Würde man mich nach dem Sinn meines Lebens fragen, würde ich sagen, dass ich die Menschen zum Lachen bringen möchte.

Durch die Behandlung von kranken Zähnen können wir Zahnärzt:innen und Zahnarzthelfer:innen Menschen ihr Lächeln zurückschenken – oder sie so lange mit Zahnputztipps und gesunder Ernährung nerven, dass die Zähne gar nicht erst krank werden. Gesundheit beginnt im Mund. Und damit meine ich nicht nur die Gesundheit der Zähne, sondern die des ganzen Körpers. Ob wir uns unser Nervensystem anschauen, das Immunsystem, die Verdauung oder auch unser Skelett – viele der Stellschrauben, an denen wir drehen können, um etwas an der Gesamtsituation zu verbessern, hängen mit dem Mund zusammen. Und ich nehme den Mund nicht zu voll, wenn ich sage, dass auch unsere mentale Gesundheit maßgeblich vom Mund beeinflusst wird.

Mein Opa sagte immer: »Wissen schadet demjenigen, der es nicht hat.«

Für unsere Gesundheit sind wir selbst verantwortlich, und je mehr wir wissen, desto leichter werden wir Entscheidungen treffen, die uns guttun. Dabei möchte ich helfen und dir das nötige Wissen liefern. In diesem Buch habe ich viele Erfahrungen versammelt, die ich mit meinen Patient:innen im Praxisalltag gemacht habe. Das Fazit dabei ist immer: weg von krank machenden Schönheitstrends und hin zu einem gesunden, strahlenden Lächeln, das von innen kommt. Ich möchte dich auf eine fantastische Reise in unseren Mund entführen und dir zeigen, warum meine Oma recht hatte, als sie meinte: »Lachen ist die beste Medizin.«

 

Man sagt mir eine große Klappe nach, die man auch »Berliner Schnauze« nennen könnte, wenn ich nicht in einem klitzekleinen Dorf vor den Toren der Hauptstadt leben würde. Fragt man meine Eltern, bin ich seit meiner Kindheit eine Klugscheißerin. Dabei fing alles mit einer traumatischen Erfahrung an: Bei meinem allerersten Zahnarztbesuch wollte ich den Mund nicht öffnen. Ich fragte mich, wie die Leute, die hier arbeiteten, es bei dem Gestank aushielten und warum jemand überhaupt hier freiwillig sein wollte. Ich wollte den Mund nicht aufmachen und mit irgendwelchen komischen Werkzeugen darin rumfuhrwerken lassen.
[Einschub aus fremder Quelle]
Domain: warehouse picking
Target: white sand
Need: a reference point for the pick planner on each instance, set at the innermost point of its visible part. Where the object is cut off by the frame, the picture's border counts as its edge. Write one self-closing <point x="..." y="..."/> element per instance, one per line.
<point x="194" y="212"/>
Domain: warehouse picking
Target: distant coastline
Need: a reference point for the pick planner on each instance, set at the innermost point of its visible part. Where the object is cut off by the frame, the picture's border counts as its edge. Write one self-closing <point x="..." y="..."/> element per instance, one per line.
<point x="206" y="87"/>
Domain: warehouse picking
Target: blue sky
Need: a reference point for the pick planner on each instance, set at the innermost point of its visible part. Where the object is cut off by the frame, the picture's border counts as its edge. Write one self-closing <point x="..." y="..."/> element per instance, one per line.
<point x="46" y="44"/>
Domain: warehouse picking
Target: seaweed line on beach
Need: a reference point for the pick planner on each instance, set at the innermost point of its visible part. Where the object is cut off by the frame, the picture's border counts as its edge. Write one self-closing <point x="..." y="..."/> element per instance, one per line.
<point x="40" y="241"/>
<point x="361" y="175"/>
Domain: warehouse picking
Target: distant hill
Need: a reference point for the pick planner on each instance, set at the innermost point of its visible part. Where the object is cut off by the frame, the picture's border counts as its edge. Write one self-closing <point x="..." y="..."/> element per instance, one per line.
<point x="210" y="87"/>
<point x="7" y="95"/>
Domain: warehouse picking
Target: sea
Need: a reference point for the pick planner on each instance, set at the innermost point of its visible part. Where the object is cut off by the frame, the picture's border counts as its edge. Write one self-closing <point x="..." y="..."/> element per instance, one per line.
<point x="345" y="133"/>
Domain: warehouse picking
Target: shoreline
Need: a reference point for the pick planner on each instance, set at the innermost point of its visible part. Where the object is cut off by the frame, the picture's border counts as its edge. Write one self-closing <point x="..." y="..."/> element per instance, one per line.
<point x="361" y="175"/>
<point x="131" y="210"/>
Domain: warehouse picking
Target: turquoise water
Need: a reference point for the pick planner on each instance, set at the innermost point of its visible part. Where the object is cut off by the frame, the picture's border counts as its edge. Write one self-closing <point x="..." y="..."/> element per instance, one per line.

Dafür bekam ich von dem grimmig dreinschauenden Weißkittel, der sich Zahnarzt nannte, eine Backpfeife. Das habe ich nie vergessen.

Heute schätzen wir Empowerment, wollen als starke und aufgeklärte Patient:innen wahrgenommen werden, lesen Achtsamkeitsbücher und machen Yoga. Ich gehe davon aus, dass es heute kein Arzt und keine Ärztin mehr wagen würde, seine oder ihre Patient:innen zu ohrfeigen. Gleichzeitig ist die Skepsis vor der Medizin und die Angst vor Ärzt:innen im Allgemeinen so groß wie vielleicht noch nie. Wir Ärzt:innen haben das Vertrauen vieler Patient:innen verloren.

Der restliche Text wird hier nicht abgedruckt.